Karsten Greve

CHINESISCHE ZEITGENÖSSISCHE KUNST

04 Nov - 13 Jan 2006



CHINESISCHE ZEITGENÖSSISCHE KUNST

DING YI • PU JIE • SHEN FAN • WU YIMING • ZHOU TIEHAI

Exhibition from November 4, 2006 to January 28, 2007

Opening on Friday, November 3 from 6.00 pm - 9.00 pm


Since the end of the 1970ies, a prospering, active art scene has emerged in China. It is astonishingly heterogeneous and concentrates on the large cities like Shanghai and Beijing which attract the artworld’s attention with their immensely booming art market.

The complexity of this art scene makes it difficult to find an explanation which covers all the aspects of the singular situation of contemporary Chinese art. Particularly during the past two decades the artistic tendencies have angled in extremely different directions. Today, the intense engagement with the historic past of the country and the curiosity about modern Western thoughts are not any more the dominating topics. Those preferential subjects of the 1980ies are increasingly replaced by themes like the rapid progress of modernisation and the economic and social change as its consequence.

The Karsten Greve gallery in Cologne is pleased to announce its next exhibition which will focus on cntemporary Chinese art. From November 3, 2006 to January 13, 2007 a selection of works by Ding Yi, Pu Jie, Shen Fan, Wu Yiming and Zhou Tiehai will be on view. It aims to give an inside into the complex art scene of Shanghai. A wide range of contemporary abstract and figurative art gathers in this fascinating metropolis and Judith Greve picked put some very interesting artistic positions dealing with aspects of tradition and innovation.

Shanghai is the fastest growing metropolis in China. Within a few years many skyscrapers and a complete new dense road network have been built here. As a consequence, the urbanisation is a topic many artists pick out as a central theme.
Pu Jie (*1959, Shanghai) has discovered Shanghai to be his artistic muse. The old angled streets, the monuments of the commercial boom, the night life – Pu Jie seems to pick out all the manifold, partly contradictory facets of this gigantic metropolis. His paintings mediate an extraordinary dynamic. They are colourful and contain a lot of details. Swinging outlines seem to trace the rapid speed of Shanghai and picture the city as a vast pool of fascinating motifs.

The oeuvre of Zhou Tiehai (*1966, Shanghai) focuses on the clash of the Chinese with the Western world. A great part of his works show fragments of plants, figures, fishes or rocks. These elements are typical of traditional Chinese paintings but Zhou Tiehai depicts them in a completely unconventional way by using the airbrush method. This technique does not allow an accurate line management but enables the artist to create almost imperceptible colour passages.




The untraditional way of artistic realisation is another crucial point of Zhou Tiehai’s art. Much like the Western Concept Art he questions the role of the artist as the person who necessarily creates the piece of art by running a workshop which mainly executes his airbrush paintings.

The oeuvre of Wu Yiming (*1966, Shanghai) concentrates on the human being.

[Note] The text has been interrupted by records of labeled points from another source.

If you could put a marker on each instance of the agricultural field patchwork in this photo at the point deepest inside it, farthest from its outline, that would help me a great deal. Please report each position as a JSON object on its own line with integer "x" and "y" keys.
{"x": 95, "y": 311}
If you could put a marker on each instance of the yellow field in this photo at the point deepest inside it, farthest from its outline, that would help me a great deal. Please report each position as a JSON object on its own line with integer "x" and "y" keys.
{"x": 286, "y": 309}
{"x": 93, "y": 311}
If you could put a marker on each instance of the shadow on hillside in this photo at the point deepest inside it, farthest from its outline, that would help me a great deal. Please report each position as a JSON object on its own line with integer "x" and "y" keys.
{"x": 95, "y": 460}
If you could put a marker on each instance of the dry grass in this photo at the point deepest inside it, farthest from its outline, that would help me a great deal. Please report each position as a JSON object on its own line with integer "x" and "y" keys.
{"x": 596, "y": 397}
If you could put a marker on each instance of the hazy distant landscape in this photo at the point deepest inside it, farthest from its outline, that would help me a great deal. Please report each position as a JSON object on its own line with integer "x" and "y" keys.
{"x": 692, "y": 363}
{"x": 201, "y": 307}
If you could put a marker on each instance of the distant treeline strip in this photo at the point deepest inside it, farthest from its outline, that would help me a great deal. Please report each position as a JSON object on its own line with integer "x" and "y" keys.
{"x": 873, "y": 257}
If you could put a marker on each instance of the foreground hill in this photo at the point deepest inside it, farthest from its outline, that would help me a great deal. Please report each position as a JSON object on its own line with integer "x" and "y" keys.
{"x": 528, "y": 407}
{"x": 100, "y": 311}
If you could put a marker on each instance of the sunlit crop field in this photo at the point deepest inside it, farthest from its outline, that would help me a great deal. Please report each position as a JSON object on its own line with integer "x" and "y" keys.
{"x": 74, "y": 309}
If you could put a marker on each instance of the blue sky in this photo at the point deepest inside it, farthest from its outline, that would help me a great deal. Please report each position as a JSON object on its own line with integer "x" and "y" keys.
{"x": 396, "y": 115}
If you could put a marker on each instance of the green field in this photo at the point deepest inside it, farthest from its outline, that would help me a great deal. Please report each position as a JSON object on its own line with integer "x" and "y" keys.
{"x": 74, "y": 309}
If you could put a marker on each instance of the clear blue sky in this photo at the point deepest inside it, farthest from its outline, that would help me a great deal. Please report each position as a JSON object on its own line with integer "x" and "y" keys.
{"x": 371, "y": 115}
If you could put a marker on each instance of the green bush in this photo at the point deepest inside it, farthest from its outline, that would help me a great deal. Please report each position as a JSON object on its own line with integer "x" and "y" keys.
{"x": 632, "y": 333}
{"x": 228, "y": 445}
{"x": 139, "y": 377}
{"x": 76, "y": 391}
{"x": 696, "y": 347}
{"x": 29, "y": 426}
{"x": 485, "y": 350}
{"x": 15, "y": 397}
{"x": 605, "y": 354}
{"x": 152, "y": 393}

In his works between 1997 and 2000, he often depicts different characters who stand vis-à-vis. They resemble traditional Chinese characters but their appearance is embarassing because they are faceless. Thus it seems that the old China is present and at the same time extremely distant. Above all, the background of these paintings consists of geometric structures without any local or spacial context,which contributes to the striking indefiniteness of the works.
In his recent works, Wu Yiming rarely includes geometric background structures. He often avoids definite outlines by wearing them away. The characters are people from nowadays but they are absent in almost the same manner as the figures in the earlier paintings. They do not have faces as well and are incoherently placed.

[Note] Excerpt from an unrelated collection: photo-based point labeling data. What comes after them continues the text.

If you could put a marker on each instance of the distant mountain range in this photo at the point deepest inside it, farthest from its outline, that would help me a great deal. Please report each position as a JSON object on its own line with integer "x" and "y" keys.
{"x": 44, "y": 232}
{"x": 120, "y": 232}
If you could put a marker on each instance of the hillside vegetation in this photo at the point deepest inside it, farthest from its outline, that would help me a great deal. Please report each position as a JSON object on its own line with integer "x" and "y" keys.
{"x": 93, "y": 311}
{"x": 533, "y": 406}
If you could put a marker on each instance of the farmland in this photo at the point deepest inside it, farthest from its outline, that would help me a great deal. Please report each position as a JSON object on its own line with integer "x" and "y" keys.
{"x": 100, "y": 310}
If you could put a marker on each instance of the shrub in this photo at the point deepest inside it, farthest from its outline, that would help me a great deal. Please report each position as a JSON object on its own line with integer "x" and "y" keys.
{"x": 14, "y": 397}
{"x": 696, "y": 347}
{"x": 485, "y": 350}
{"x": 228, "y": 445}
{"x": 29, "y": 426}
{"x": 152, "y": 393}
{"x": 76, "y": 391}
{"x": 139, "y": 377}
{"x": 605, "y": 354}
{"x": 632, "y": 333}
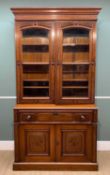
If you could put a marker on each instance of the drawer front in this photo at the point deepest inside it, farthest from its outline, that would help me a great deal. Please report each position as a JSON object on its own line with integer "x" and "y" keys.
{"x": 56, "y": 117}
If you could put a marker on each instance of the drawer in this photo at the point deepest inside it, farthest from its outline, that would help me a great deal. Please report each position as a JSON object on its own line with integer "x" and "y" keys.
{"x": 56, "y": 116}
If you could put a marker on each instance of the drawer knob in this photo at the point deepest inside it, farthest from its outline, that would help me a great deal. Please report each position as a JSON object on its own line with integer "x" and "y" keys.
{"x": 28, "y": 117}
{"x": 83, "y": 117}
{"x": 55, "y": 113}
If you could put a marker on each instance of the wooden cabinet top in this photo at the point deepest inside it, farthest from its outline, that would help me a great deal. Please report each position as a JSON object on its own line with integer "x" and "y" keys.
{"x": 56, "y": 13}
{"x": 54, "y": 106}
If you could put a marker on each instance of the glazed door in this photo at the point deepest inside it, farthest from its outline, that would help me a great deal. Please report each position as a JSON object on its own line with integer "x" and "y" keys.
{"x": 75, "y": 64}
{"x": 35, "y": 63}
{"x": 36, "y": 143}
{"x": 75, "y": 143}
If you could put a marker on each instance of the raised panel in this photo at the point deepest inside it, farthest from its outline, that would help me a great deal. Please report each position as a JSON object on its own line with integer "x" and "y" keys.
{"x": 37, "y": 143}
{"x": 75, "y": 143}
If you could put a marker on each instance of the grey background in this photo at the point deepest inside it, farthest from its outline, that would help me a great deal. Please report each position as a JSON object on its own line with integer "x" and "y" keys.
{"x": 7, "y": 60}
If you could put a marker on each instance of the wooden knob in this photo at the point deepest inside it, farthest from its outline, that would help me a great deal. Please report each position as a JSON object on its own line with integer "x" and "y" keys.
{"x": 55, "y": 113}
{"x": 83, "y": 117}
{"x": 28, "y": 117}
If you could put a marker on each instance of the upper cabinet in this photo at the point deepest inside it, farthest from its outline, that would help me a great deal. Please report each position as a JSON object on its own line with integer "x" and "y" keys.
{"x": 55, "y": 50}
{"x": 76, "y": 63}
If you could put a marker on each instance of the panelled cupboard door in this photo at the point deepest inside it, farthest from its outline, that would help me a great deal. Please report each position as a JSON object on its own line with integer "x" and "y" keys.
{"x": 36, "y": 143}
{"x": 35, "y": 62}
{"x": 76, "y": 62}
{"x": 75, "y": 143}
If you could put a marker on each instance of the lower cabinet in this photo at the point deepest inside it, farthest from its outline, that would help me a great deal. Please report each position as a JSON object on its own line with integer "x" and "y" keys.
{"x": 55, "y": 141}
{"x": 75, "y": 143}
{"x": 37, "y": 143}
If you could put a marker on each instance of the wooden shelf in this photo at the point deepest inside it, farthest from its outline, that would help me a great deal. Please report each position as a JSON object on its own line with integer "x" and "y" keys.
{"x": 35, "y": 80}
{"x": 35, "y": 63}
{"x": 76, "y": 63}
{"x": 35, "y": 41}
{"x": 75, "y": 44}
{"x": 75, "y": 80}
{"x": 75, "y": 87}
{"x": 36, "y": 87}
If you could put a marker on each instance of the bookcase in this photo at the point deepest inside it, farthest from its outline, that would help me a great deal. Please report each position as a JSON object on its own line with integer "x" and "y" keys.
{"x": 55, "y": 118}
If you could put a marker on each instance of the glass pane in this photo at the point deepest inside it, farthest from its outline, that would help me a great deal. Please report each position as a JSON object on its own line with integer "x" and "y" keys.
{"x": 35, "y": 62}
{"x": 75, "y": 80}
{"x": 36, "y": 80}
{"x": 35, "y": 45}
{"x": 75, "y": 45}
{"x": 75, "y": 62}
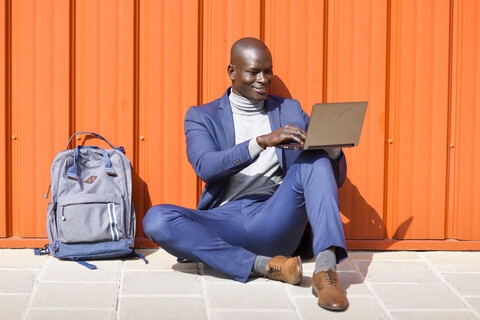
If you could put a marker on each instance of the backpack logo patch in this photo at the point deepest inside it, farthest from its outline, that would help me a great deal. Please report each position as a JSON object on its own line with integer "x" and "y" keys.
{"x": 90, "y": 179}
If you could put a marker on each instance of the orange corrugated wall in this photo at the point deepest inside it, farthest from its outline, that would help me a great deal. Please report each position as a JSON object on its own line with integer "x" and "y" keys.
{"x": 130, "y": 69}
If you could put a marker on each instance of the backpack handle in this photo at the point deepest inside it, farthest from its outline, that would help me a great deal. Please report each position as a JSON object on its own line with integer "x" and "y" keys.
{"x": 72, "y": 171}
{"x": 92, "y": 133}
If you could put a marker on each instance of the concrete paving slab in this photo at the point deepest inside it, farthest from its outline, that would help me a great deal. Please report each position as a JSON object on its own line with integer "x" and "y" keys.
{"x": 71, "y": 271}
{"x": 248, "y": 296}
{"x": 380, "y": 285}
{"x": 17, "y": 281}
{"x": 161, "y": 283}
{"x": 158, "y": 260}
{"x": 76, "y": 295}
{"x": 165, "y": 308}
{"x": 70, "y": 314}
{"x": 414, "y": 296}
{"x": 397, "y": 271}
{"x": 434, "y": 315}
{"x": 464, "y": 283}
{"x": 12, "y": 306}
{"x": 360, "y": 308}
{"x": 350, "y": 281}
{"x": 253, "y": 314}
{"x": 387, "y": 255}
{"x": 21, "y": 259}
{"x": 474, "y": 302}
{"x": 446, "y": 261}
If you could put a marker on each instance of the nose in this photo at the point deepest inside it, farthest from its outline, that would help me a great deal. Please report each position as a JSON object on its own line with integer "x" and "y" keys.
{"x": 262, "y": 77}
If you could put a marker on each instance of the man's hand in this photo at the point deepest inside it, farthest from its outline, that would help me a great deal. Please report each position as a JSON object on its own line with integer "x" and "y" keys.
{"x": 285, "y": 134}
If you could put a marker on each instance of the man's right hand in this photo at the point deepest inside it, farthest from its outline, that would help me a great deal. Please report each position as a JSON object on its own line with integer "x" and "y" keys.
{"x": 286, "y": 134}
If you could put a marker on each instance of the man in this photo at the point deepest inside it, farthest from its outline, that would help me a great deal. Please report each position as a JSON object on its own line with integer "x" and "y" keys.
{"x": 258, "y": 200}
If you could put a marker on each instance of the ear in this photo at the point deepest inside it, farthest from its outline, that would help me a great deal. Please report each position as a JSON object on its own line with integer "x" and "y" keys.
{"x": 231, "y": 71}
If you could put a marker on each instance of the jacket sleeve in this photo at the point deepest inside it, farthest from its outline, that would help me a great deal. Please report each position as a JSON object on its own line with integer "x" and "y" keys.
{"x": 211, "y": 163}
{"x": 339, "y": 169}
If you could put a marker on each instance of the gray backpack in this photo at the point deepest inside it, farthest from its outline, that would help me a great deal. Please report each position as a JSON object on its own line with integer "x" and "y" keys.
{"x": 91, "y": 213}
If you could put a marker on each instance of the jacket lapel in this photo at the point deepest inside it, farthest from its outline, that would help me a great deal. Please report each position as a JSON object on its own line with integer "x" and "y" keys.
{"x": 226, "y": 117}
{"x": 273, "y": 111}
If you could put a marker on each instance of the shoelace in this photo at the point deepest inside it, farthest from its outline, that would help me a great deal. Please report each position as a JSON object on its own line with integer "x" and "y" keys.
{"x": 275, "y": 271}
{"x": 330, "y": 278}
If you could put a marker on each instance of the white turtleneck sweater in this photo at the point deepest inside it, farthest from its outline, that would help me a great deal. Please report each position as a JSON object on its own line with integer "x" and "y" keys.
{"x": 264, "y": 175}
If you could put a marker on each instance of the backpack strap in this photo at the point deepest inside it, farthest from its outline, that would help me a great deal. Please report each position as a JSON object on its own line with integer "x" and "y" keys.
{"x": 86, "y": 264}
{"x": 96, "y": 135}
{"x": 72, "y": 171}
{"x": 42, "y": 251}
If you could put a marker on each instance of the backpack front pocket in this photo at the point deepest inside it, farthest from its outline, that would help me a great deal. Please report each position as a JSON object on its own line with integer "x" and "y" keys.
{"x": 90, "y": 218}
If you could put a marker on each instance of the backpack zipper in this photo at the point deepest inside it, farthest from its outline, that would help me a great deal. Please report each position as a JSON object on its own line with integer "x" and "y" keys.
{"x": 48, "y": 192}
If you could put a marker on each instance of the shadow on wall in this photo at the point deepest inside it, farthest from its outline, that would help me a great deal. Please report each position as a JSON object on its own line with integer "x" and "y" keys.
{"x": 279, "y": 88}
{"x": 364, "y": 222}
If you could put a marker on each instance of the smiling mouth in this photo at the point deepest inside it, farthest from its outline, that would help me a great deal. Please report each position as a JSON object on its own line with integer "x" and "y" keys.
{"x": 262, "y": 90}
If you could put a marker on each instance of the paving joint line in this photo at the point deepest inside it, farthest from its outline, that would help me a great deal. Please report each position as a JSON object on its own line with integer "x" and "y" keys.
{"x": 34, "y": 290}
{"x": 450, "y": 287}
{"x": 201, "y": 269}
{"x": 292, "y": 301}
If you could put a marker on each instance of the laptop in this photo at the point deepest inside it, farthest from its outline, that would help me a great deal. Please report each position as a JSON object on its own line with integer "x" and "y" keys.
{"x": 332, "y": 125}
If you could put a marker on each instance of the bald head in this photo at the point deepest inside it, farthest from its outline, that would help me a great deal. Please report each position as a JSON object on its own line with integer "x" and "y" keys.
{"x": 245, "y": 45}
{"x": 250, "y": 69}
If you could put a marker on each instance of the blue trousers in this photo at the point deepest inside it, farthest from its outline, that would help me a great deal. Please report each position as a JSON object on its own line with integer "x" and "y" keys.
{"x": 229, "y": 237}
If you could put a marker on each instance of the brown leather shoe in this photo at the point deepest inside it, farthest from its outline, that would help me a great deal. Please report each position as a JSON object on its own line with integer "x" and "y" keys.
{"x": 330, "y": 294}
{"x": 285, "y": 269}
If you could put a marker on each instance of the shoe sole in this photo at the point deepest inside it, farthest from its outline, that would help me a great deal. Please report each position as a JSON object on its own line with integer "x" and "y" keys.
{"x": 330, "y": 308}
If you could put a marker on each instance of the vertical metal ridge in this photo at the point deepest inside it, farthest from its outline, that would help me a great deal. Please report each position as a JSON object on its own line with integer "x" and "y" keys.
{"x": 136, "y": 85}
{"x": 262, "y": 20}
{"x": 387, "y": 117}
{"x": 449, "y": 186}
{"x": 8, "y": 117}
{"x": 325, "y": 50}
{"x": 200, "y": 73}
{"x": 72, "y": 67}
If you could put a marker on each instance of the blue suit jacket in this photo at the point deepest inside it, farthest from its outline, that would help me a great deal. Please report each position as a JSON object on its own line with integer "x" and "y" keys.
{"x": 211, "y": 145}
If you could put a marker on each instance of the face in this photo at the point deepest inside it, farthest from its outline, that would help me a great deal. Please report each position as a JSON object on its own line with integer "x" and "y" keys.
{"x": 251, "y": 74}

Ding Yi (*1962, Shanghai) has determined the cross to be the sole topic of his artistic work. Since 1988, he creates the so called Appearances of Crosses –more or less regular patterns of crosses. Whereas Ding Yi’s first compositions - as a reference to his personal “revolt against the conformity of Chinese traditional academic painting” - are strictly schematic, one can observe a breaking up of the fixed structures since 1991.
It is very striking that despite the recurring theme no work looks like another. Ding Yi makes use of a wide range of colours and materials, such as paper, canvas and fans, so that the crosses are presented very versatile.

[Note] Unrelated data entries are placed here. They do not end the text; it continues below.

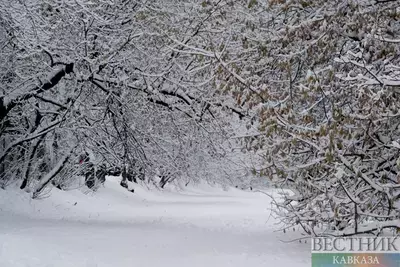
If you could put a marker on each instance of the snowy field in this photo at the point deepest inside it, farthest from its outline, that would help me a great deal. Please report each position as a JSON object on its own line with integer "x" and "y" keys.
{"x": 201, "y": 226}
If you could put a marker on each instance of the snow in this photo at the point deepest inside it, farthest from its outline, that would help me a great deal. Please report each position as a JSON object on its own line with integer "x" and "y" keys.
{"x": 200, "y": 226}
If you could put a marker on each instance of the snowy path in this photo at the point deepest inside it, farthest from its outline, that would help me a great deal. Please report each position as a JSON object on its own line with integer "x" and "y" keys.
{"x": 114, "y": 228}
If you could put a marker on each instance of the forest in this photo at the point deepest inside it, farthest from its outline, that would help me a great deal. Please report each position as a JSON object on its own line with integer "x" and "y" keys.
{"x": 301, "y": 95}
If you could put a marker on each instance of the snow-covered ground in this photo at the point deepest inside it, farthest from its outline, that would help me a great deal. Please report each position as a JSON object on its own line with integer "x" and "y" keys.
{"x": 200, "y": 226}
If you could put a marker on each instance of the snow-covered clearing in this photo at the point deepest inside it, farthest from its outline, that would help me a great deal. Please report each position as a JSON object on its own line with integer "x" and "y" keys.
{"x": 201, "y": 226}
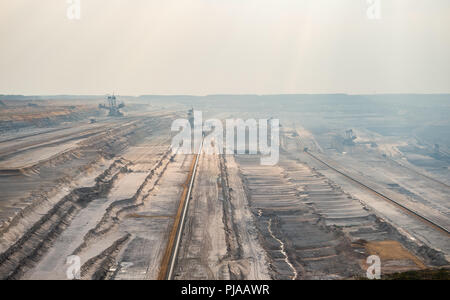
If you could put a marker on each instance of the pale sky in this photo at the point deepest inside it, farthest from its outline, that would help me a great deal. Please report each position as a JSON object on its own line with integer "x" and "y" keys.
{"x": 201, "y": 47}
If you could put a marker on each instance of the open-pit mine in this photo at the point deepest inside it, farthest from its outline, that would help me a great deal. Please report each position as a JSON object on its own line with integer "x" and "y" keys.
{"x": 97, "y": 181}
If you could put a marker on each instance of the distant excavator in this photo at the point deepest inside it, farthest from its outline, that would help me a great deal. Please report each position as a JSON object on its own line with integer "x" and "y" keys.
{"x": 113, "y": 107}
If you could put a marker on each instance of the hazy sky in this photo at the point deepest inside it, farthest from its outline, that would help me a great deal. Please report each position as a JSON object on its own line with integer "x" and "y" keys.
{"x": 224, "y": 46}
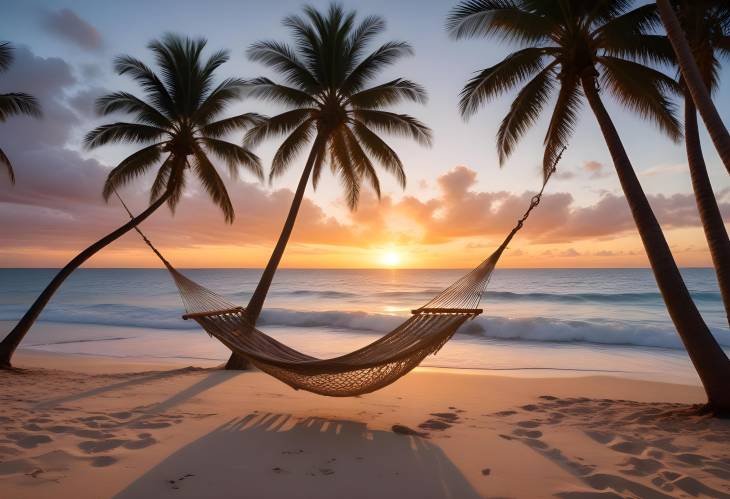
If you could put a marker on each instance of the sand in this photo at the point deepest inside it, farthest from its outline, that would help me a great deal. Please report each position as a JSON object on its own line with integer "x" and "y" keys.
{"x": 78, "y": 426}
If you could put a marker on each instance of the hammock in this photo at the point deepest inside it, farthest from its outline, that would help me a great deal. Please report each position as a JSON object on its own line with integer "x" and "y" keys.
{"x": 363, "y": 371}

Shen Fan (* 1952, Jiangyin/ Jiangsu) concentrates on abstract art as well. His works form an interesting synthesis between Asian vocabulary and the European feeling for art.
The panel formats of his works reveal that he studied traditional painting. They are evocative of classical Chinese image rolls which we associate with Chinese almanacs and landscape sceneries.
Even though it is not visible from the first sight, Shen Fan’s abstract forms are closely linked to traditional Chinese art as well. The titles of the pictures already forebode that the abstract forms in a way represent the objective world. ShanShui, for instance, means as much as „water of a mountain stream“ and in fact, the dynamic, sidled lines let us think of vast mountain regions.